On 9/11/2012 6:40 AM, Oscar Benjamin wrote:
On 11 September 2012 10:51, Duncan Booth <duncan.booth@invalid.invalid
<mailto:duncan.booth@invalid.invalid>> wrote:

    Oscar Benjamin <oscar.j.benja...@gmail.com
    <mailto:oscar.j.benja...@gmail.com>> wrote:

     >> What interning buys you is that "s == t" is an O(1) pointer compare
     >> if they are equal. But if s and t differ in the last character,
     >> __eq__ will still inspect every character.

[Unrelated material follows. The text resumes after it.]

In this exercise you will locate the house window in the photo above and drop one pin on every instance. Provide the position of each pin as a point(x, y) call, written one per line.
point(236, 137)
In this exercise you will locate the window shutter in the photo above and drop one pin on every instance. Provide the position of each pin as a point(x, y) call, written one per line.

There is no way to tell
     >> Python "all strings are interned, if s is not t then s != t as
    well".
     >>
     >
     > I thought that if *both* strings were interned then a pointer
     > comparison could decide if they were unequal without needing to check
     > the characters.
     >
     > Have I misunderstood how intern() works?
     >

    I don't think you've misunderstood how it work, but so far as I can
    see the
    code doesn't attempt to short circuit the "not equal but interned" case.
    The comparison code doesn't look at interning at all, it only looks for
    identity as a shortcut.


It also doesn't seem to check if the hash values have been set. I guess
the cached hash value is only used in contexts where the hash is
explicitly desired.-

I believe the internal use of interning and hash comparison has varied from release to release. However, the main use of string comparison is for dict keys, especially the internal dicts for namespaces and attributes. Since the dict lookup code needs hash values anyway, to find slots with possible conflicts, I am sure it does not use the generic comparison operators but starts with hash comparisons.